Other things changed, too. Boys started calling the house, asking for her, sometimes two or three a night. Once or twice, I answered the phone and pretended to be her, but was always found out
within a few sentences. Each of Annie’s boyfriends annoyed my parents more than the last, until she finally stopped bringing them home at all. She’d say she was going to the library to
study or meeting a girlfriend for a soda, and then she’d meet her friends at the beach or go to the drive-in in Van Nuys.

I missed spending all my time with her, but I also liked not being half of a set—the boring, tagalong half. The more Annie fought with our parents, the more I tried to be the perfect
daughter, clearing the table while they screamed at each other across it. After she stormed out, I’d sit in the living room and do my homework. I made good grades, friends they more or less
approved of—I did whatever they asked me to do. The better I was, the less attention they paid to me.

But I wanted to have it both ways, too. When Annie snuck in through our bedroom window reeking of cigarette smoke and giggly with beer, I’d be waiting under the covers to press her for
details. Annie liked telling me these stories. I guess I was a good audience, young enough to be shocked and old enough to be impressed. Besides, she knew I’d never rat her out to a woman who
used to dress us in sailor suits for her friends’ amusement.

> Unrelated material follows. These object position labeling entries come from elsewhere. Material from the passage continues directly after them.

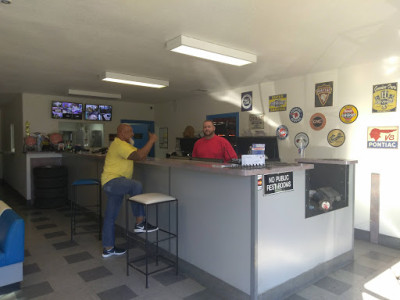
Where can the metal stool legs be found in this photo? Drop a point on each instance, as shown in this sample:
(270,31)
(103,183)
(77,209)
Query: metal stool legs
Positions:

She told me about the time she and her friends snuck into a drag show at a Central Avenue jazz club, and how they raced their cars up and down Highway 1. She told me about the pair of GIs who
showed up at their beach party and disappeared with one of the girls before anyone figured out they’d stolen all the beer.

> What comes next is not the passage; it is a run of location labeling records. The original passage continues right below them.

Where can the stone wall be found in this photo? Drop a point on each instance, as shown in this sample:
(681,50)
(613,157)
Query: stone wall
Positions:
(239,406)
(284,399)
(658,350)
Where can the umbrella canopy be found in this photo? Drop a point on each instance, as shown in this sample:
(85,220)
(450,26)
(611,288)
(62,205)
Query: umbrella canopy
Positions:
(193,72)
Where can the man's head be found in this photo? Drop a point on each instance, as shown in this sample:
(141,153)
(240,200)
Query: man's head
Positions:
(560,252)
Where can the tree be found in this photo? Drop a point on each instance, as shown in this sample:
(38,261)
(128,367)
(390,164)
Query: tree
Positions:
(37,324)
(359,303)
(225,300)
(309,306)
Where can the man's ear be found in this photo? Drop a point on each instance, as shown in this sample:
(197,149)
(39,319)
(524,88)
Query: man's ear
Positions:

“Sandy says she’s moving to San Diego with one of them,” Annie told me. “He took her out to this spot real far away from where we were and told her a bunch of goofy
stuff, and then Sandy said they wound up exchanging marriage vows right there on the beach.”

“That’s the silliest thing I’ve ever heard.”

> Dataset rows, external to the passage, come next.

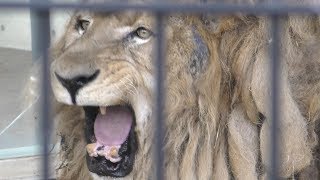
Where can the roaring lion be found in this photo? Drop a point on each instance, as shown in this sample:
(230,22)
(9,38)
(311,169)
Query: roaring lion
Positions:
(217,118)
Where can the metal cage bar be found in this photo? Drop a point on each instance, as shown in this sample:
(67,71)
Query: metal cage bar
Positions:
(275,87)
(160,98)
(273,10)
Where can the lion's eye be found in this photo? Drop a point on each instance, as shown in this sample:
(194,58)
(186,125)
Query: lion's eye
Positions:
(143,33)
(82,26)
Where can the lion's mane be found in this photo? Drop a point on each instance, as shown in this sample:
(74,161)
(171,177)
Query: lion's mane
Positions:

Annie nodded. “It is very silly. Especially since he left town the next day. Without Sandy, I might add.”

“Poor Sandy.”

“I don’t know that she really deserves our pity,” Annie sighed. “I’ve been trying to tell her that he’s not coming back for her, but she won’t listen.
She just moons around the hallways at school, trying to look tortured and wise. Alice, promise me you’ll never marry a GI on leave.”